What is an ellipse?

Geometry defines an ellipse as the path described by a moving point, when the sum of its distances from two fixed points remains constant. Each of these fixed points is called a focus (plural focii). The diagram below explains it a bit more simply. As the point P moves, it traces out the orange line. At all positions of P, the sum of the distances a and b will always be constant.

a + b = constant

The ellipse was first studied by a Greek mathematician named Menaechmus (around 380 BC) who was said to have been the tutor of Alexander the Great.

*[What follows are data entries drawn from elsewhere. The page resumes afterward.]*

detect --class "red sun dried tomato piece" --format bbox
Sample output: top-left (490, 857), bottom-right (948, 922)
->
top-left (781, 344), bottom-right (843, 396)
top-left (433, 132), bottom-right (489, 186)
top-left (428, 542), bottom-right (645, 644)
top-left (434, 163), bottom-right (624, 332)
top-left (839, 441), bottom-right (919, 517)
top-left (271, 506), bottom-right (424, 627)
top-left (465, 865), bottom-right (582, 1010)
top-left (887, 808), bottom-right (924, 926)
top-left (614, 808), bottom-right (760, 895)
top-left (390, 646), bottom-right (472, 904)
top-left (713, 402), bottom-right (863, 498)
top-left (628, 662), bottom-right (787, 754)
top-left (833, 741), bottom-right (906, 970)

In 1605 the astronomer Johannes Kepler famously demonstrated that the planets in our solar system move in ellipses with the sun at one focus. In fact, it was Kepler who first coined the word ‘focus’ in this context.

How to draw an ellipse

Some people may remember, from their school days, drawing an ellipse with a pencil, two thumbtacks and a loop of string. Place two thumbtacks a short distance apart into a piece of stiff paper or cardboard. Loop the string around the thumbtacks and, with the pencil always held tightly outwards against the string, draw a closed curve. The curve you have drawn is an ellipse. Each thumbtack is one of the focii of the ellipse.

Reflective properties of an ellipse

Any ray passing through one focus of an ellipse will will reflect off of the ellipse and pass through the other focus.

This has practical applications in physics. There are many famous buildings with elliptically shaped ‘whisper galleries’ or ‘whisper chambers’. St. Paul's Cathedral, designed by architect and mathematician Sir Christopher Wren, contains one such whisper gallery. If a person stands in this room at one of the foci and utters even the slightest whisper, another person standing at the other focus can hear it.